Did you know that October is the best month for traveling the Brazos for the weather is at its most pleasant?

As an aside, I would like to hear a canyon wren singing in harmony with her desert landscape.

Lines I loved, “You are not in a hurry there; you learned long since not to be” (p 3), “The silent air of ruin is fragile” (p 44), “Heights have that kind of humor” (p 126), and “One can get pretty literary on islands” (p 168).

Confessional: when I said Goodbye to a River reminded me of myself, here is what I meant. I was supposed to be paid off from the job I had had for over twenty years. Knowing the end was near, I spent four weeks saying goodbye to every corner that meant something to me.
As another aside, I am watching Only Murders in the Building (yes, I know it has been out for a while). Brazos makes me think of Steve Martin’s character.
As yet another aside, the mention of Alma-Tadema paintings reminded of Natalie’s interpretation of his daughter’s poem, “If No One Ever Married Me.”
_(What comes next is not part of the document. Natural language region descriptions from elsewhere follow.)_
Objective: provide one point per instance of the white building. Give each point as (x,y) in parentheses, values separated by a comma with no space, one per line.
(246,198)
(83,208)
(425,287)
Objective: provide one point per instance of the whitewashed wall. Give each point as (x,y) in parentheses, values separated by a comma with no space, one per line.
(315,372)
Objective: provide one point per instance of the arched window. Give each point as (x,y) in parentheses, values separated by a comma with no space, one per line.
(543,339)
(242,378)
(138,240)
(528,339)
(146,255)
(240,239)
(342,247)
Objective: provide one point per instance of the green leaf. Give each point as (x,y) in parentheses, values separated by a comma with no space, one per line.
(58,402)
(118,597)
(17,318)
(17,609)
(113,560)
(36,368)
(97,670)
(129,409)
Author fact: Graves taught “off and on” at Columbia and spent time wandering and writing (according to his biography).

Book trivia: the children’s version of Goodbye to a River was illustrated by Russell Waterhouse.
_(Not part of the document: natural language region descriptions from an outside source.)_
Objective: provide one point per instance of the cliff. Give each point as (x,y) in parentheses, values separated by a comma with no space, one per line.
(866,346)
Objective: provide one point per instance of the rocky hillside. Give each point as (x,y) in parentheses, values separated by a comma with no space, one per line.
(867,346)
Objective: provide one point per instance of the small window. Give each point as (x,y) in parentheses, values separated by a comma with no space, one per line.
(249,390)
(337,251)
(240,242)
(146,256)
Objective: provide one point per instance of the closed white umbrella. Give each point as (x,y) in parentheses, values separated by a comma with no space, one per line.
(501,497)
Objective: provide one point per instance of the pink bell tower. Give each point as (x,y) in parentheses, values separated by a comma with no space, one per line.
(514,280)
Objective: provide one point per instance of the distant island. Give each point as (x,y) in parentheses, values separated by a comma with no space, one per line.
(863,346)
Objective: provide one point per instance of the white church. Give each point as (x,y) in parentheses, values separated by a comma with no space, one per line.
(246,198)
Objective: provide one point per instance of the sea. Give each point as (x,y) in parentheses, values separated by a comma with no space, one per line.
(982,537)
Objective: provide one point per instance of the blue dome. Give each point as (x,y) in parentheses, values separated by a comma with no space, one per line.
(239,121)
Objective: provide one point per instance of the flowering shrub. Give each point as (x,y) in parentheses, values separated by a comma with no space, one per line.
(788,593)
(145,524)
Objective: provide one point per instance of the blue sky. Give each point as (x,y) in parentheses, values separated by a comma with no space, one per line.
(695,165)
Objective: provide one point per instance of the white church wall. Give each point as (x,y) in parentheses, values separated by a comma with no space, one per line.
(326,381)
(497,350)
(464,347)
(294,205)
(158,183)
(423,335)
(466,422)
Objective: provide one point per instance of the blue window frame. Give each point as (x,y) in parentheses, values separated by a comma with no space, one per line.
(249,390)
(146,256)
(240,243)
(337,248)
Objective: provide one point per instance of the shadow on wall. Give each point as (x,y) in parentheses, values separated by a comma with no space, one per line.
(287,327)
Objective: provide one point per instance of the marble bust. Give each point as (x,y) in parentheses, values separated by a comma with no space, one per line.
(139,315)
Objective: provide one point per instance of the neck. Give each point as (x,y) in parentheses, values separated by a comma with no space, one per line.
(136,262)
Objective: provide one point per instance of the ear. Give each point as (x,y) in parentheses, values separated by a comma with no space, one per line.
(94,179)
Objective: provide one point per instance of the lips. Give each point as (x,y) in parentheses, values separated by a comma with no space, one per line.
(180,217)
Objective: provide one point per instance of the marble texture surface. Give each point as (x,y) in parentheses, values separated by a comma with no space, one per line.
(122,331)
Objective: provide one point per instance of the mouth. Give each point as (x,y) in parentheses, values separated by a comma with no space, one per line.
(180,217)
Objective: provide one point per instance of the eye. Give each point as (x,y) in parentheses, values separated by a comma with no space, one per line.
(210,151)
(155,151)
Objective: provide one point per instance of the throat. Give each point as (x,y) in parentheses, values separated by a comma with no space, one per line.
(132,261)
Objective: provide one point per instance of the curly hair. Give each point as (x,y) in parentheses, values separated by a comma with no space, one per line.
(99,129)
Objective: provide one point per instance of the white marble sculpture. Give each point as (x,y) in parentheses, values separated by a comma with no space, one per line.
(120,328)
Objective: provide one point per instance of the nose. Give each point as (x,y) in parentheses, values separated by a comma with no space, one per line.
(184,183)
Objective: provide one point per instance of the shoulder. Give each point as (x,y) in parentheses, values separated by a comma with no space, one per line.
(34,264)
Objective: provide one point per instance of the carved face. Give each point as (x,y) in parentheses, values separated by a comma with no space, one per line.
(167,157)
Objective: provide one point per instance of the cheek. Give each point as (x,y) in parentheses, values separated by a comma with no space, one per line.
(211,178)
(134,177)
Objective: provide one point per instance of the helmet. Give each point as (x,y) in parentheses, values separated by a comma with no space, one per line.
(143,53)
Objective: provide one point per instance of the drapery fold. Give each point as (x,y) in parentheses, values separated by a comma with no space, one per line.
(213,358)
Playlist: “Annie Laurie”, Frank Sinatra, Ricky Nelson, “The Good Old Rebel”, “Beulah Land”, “Drink to Me Only”, “Flow Gently, Sweet Afton”, and “Rambling Wreck”.

BookLust Twist: from Book Lust in the chapter called “A River of Words” (p 201).
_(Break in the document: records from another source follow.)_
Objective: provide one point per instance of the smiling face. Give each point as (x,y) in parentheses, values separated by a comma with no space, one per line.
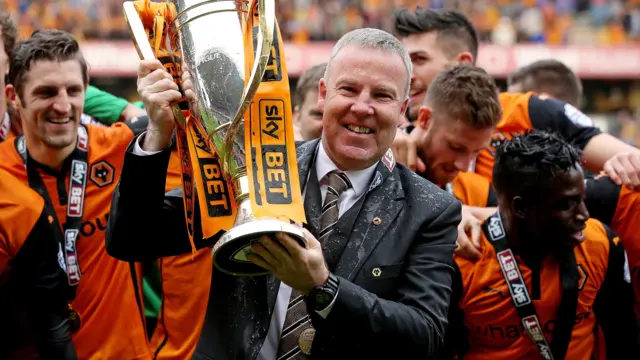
(559,217)
(428,60)
(51,102)
(362,101)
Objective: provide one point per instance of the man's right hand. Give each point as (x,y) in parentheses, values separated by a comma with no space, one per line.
(158,92)
(469,233)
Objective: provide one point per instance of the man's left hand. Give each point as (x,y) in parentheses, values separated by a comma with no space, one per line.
(302,269)
(624,169)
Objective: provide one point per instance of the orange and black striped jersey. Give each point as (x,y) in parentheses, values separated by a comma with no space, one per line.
(618,207)
(484,323)
(33,290)
(106,297)
(474,190)
(521,112)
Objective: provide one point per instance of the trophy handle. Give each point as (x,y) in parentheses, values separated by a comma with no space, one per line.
(137,31)
(266,22)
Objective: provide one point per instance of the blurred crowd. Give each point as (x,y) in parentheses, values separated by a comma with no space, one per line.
(506,22)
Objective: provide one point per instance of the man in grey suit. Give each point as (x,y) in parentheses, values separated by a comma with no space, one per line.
(375,279)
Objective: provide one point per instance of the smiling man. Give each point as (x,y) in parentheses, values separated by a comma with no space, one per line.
(74,168)
(374,280)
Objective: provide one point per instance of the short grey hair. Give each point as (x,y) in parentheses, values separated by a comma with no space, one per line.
(370,38)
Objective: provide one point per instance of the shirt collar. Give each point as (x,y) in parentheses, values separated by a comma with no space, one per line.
(360,179)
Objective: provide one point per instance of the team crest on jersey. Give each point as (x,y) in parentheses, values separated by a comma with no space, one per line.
(389,160)
(582,277)
(496,230)
(83,139)
(102,173)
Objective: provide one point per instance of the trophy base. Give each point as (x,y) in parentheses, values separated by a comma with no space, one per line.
(230,252)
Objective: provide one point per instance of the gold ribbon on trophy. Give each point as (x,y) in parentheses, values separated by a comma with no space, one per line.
(236,140)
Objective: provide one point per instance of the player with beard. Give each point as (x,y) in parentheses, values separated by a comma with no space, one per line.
(437,38)
(454,124)
(75,168)
(565,274)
Safest Family on the Block

Brick, Jason. The Safest Family on the Block: 101 Tips, Tricks, Hacks, and Habits to Protect Your Family. YMAA Publication Center, 2025.

The first thing that struck me about Safest is the number of introductions in addition to the preface and foreword. There is an introduction for every chapter (all ten of them) as well as an introduction to the book by Larry Hagner, a foreword by Andy Murphy
Jason Brick has consulted a plethora of people for how to keep his family safe: a parenting coach, author, registered nurse, Federal Air Marshall, several CEOs and presidents of companies, a safety influencer, fire safety captain, army sniper, mental health clinician, babywearing expert; even a SWAT team crisis negotiator and a US Secret Service agent. There are twenty experts testifying to the validity of Brick’s information.
It all started when he became a dad for the first time and the advent of COVID.
Each chapter of Safest is barely longer than two pages so despite it being jampacked with information, it is surprisingly short. Brick will teach you how to stay safe in a myriad of different situations: fire and accident, automobiles, school, online, sex, relationships, communication, travel and crime. He debunks popular myths like stranger danger and has a special chapter on school bullying and your child’s online life.
Favorite portion of the book: the Golden Rules Action Plan, a checklist of things to do for a safe environment at the end of every chapter.

Favorite quote, “Even if your action isn’t optimal, it will still be better than doing nothing.” Amen to that.

Author fact: you could call Jason Brick a jack of all trades. He is a writer (obviously), a safety expert (duh), but he also is a traveler and a martial artist.

Book trivia: Safest was born out of a “show” with one hundred episodes.